Hubiera podido buscarse otro empleo, pero la idea ni siquiera se le pasó por la cabeza. Decidió seguir los consejos de su madre y no embarcarse en una relación sentimental con Pedro. Sabía que, al aceptar el trabajo, al menos podría verlo cada día. Solo aspiraba a ayudar a aquel hombre tenaz y solitario a alcanzar su sueño. Y lo había logrado.

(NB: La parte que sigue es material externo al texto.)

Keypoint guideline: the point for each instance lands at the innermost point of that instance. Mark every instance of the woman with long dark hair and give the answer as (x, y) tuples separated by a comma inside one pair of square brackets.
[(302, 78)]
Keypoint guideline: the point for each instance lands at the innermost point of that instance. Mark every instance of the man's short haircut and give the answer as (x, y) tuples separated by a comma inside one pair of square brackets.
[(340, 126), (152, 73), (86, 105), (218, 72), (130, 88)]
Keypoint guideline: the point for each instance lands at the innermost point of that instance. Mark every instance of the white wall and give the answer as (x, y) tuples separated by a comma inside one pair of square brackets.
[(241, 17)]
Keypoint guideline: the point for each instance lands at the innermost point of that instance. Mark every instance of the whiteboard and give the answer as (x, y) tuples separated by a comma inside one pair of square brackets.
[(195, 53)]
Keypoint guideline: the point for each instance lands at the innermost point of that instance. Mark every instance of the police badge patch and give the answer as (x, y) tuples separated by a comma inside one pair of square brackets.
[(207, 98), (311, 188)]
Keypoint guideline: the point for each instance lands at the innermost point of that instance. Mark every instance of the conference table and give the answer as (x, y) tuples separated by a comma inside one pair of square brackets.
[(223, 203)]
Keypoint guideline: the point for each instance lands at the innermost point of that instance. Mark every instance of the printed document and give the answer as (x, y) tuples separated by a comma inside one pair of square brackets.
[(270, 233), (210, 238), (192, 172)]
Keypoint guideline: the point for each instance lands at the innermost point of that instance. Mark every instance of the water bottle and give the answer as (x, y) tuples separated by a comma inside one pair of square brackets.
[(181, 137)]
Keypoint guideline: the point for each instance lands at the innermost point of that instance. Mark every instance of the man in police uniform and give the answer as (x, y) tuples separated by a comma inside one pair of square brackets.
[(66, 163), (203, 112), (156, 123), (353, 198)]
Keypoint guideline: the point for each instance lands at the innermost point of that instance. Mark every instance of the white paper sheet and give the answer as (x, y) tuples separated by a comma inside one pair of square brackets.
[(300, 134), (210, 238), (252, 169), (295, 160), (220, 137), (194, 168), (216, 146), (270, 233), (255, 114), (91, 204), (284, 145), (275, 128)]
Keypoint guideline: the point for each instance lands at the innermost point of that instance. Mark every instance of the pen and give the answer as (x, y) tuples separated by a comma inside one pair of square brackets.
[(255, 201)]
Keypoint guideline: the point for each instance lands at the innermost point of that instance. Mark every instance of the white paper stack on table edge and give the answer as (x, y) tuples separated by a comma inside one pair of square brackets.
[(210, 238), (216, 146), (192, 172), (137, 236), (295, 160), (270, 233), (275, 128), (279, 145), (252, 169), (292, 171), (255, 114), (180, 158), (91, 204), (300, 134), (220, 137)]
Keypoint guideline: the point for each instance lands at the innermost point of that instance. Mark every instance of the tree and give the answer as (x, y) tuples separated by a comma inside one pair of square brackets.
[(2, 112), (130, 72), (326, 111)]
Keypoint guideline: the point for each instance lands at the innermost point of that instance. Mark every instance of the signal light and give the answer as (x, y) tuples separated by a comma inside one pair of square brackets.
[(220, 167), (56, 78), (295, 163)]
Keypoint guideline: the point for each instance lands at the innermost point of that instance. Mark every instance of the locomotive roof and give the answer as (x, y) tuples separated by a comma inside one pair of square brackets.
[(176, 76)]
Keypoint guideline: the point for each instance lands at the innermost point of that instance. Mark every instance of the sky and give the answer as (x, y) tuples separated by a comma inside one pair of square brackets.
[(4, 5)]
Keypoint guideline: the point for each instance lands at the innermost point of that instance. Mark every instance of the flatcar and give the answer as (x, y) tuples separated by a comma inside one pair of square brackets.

Había aceptado tiempo atrás que, algún día, Pedro se casaría con una de aquellas mujeres de la alta sociedad con las que salía. Pero, a decir verdad, ella tampoco se había quedado en casa, llorando por un sueño que no podía cumplir. Había salido con hombres de vez en cuando. Sin embargo, las exigencias de su trabajo le proporcionaban la excusa perfecta para no implicarse en una relación continuada. Sabía que ningún hombre podía ocupar el lugar de Pedro en su corazón. Casi todos dejaban de llamarla cuando ella anulaba una cita o dos con el pretexto de que habían surgido complicaciones inesperadas en el trabajo.


El hecho de pensar en Pedro la devolvió bruscamente a la realidad. De repente, comprendió que acababa de complicarse la vida al desvelarle inequívocamente lo que sentía por él.


«Lo sé, mamá, lo sé. Me he portado como una tonta. Pero ¿qué hago ahora? ¿Presentar mi dimisión y huir a las montañas? ¿Fingir que no ha pasado nada? ¿Reírme como si todo hubiera sido una broma?»